Scott Brooks studies gender naturalistically, through fieldwork and participant observation. Professor Brooks is currently engaged in making sense of the role and use of basketball for young men in urban settings and the role of adult males in the lives of young basketball players. Moreover, Professor Brooks is interested in how individuals play and use gender roles via interaction to define themselves and others.

Katja M. Guenther (PhD, University of Minnesota, 2006) conducts research on gender, social movements, and the state in comparative perspective. She is especially interested in how gender and opportunities for feminist resistance vary across places and scales of governance. Her primary research project focuses on the development of local feminist movements in eastern Germany since the collapse of state socialism there. A secondary branch of her research program examines interactions between the gender policies of the European Union (EU) and the gender policies of the EU’s member states. She employs feminist methods and epistemologies in her fieldwork. She has published papers in edited anthologies and the journal Social Politics: International Journal on Gender, State, and Society, and has papers forthcoming in Politics & Gender and Qualitative Research.

Alfredo Mirandé (PhD, University of Nebraska-Lincoln, 1967) has published two books and a number of articles that focus on gender. La Chicana: The Mexican American Woman, co-authored with Evangelina Enriquez, was the first work on Chicanas published by a major press (University of Chicago). Mirandé is also the author of Hombres y Machos: Masculinity and Latino Culture, Westview Press. Mirandé has published a number of articles focusing on the intersection of race, class, gender, and law, and teaches graduate and undergraduate in these areas.
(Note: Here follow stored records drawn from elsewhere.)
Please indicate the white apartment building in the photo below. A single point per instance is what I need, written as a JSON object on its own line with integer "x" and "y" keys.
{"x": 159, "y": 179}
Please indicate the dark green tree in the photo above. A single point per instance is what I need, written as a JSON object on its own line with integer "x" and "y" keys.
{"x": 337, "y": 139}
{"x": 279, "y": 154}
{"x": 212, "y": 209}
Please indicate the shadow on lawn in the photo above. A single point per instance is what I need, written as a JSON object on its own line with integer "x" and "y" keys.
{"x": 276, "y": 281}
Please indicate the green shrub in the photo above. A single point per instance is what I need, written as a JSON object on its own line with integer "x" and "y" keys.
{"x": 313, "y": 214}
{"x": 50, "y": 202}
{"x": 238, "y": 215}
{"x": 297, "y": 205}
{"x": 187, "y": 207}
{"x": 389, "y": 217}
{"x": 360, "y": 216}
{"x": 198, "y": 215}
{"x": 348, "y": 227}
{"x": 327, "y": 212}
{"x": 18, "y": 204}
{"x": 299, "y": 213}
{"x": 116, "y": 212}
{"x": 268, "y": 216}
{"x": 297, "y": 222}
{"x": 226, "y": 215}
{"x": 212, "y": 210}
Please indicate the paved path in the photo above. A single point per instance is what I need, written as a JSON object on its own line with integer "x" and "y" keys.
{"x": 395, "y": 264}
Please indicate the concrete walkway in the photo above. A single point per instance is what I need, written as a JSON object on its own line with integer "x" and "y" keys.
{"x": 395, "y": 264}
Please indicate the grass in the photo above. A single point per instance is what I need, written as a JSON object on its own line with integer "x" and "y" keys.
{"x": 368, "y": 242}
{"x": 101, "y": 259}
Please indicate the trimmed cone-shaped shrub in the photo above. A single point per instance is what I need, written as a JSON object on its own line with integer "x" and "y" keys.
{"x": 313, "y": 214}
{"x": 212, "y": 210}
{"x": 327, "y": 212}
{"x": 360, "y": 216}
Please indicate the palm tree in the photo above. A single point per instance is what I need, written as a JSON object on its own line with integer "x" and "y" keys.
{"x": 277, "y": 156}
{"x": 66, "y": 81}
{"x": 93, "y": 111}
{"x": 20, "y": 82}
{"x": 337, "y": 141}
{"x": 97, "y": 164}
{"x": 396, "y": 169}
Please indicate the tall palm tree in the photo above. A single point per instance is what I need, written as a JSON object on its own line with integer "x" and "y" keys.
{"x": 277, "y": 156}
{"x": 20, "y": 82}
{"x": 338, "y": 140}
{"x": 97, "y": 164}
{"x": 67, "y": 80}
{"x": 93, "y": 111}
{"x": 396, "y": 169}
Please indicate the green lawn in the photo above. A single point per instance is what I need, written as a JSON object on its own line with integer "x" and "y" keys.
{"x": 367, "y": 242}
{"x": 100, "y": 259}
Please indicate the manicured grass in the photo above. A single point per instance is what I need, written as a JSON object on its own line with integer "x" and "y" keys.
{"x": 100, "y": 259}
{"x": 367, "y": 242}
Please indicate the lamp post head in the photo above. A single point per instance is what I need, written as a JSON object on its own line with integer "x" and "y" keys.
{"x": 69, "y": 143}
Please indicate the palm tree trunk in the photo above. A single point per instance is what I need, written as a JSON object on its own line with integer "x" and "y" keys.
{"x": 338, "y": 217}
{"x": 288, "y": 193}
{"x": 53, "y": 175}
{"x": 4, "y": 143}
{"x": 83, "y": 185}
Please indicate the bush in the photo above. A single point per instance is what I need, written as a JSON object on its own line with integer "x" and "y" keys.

Karen Pyke (PhD, University of California, Irvine, 1993) studies the gendered and racial experiences of second generation Asian Americans, “parachute” children from Asia who live in the U.S. apart from their parents, and multiracial and biracial Asian Americans. She is especially interested in gendered racism, internalized oppression and the reproduction of inequality, and the co-construction of gender and ethnic identity. Pyke has also done research on gender, class, and power dynamics in marriage. She has published research in Gender & Society, Journal of Marriage and the Family, Journal of Family Issues, and Qualitative Sociology.

Ellen Reese (PhD, University of California, Los Angeles, 1998) examines the politics of welfare in the United States, past and present. She is currently writing a book comparing the 1950s welfare backlash with the present one. Her book focuses on how race, class, and gender interests conspired to limit poor mother’s welfare rights in both periods, and why welfare retrenchment has worsened in recent years. Her latest research project examines contemporary women’s mobilization to improve their welfare rights and public childcare policies. Her research has been published in Gender & Society, Work and Occupations, Social Politics: International Journal on Gender, State, and Society, Journal of Poverty, and Race, Gender, and Class.

Jan Stets (PhD, Indiana University, 1987) works in the area of the social psychology of gender. She examines male/female self-conceptions, gender identity, gender differences in emotion, gender interaction patterns, and gender socialization. In general, her research attempts to show how gendered social structural conditions (that are often inequitable) infiltrate interaction and actors' self-views, and how actors' self-views and interaction patterns operate to sustain gendered structural arrangements. Her research has appeared in Social Psychology Quarterly, Social Science Research, Journal of Health and Social Behavior, Journal of Marriage and the Family, Journal of Family Issues, and Sociological Perspectives.

The Department of Sociology has slated its next available faculty position to be for a specialist in the area of Gender and Criminology.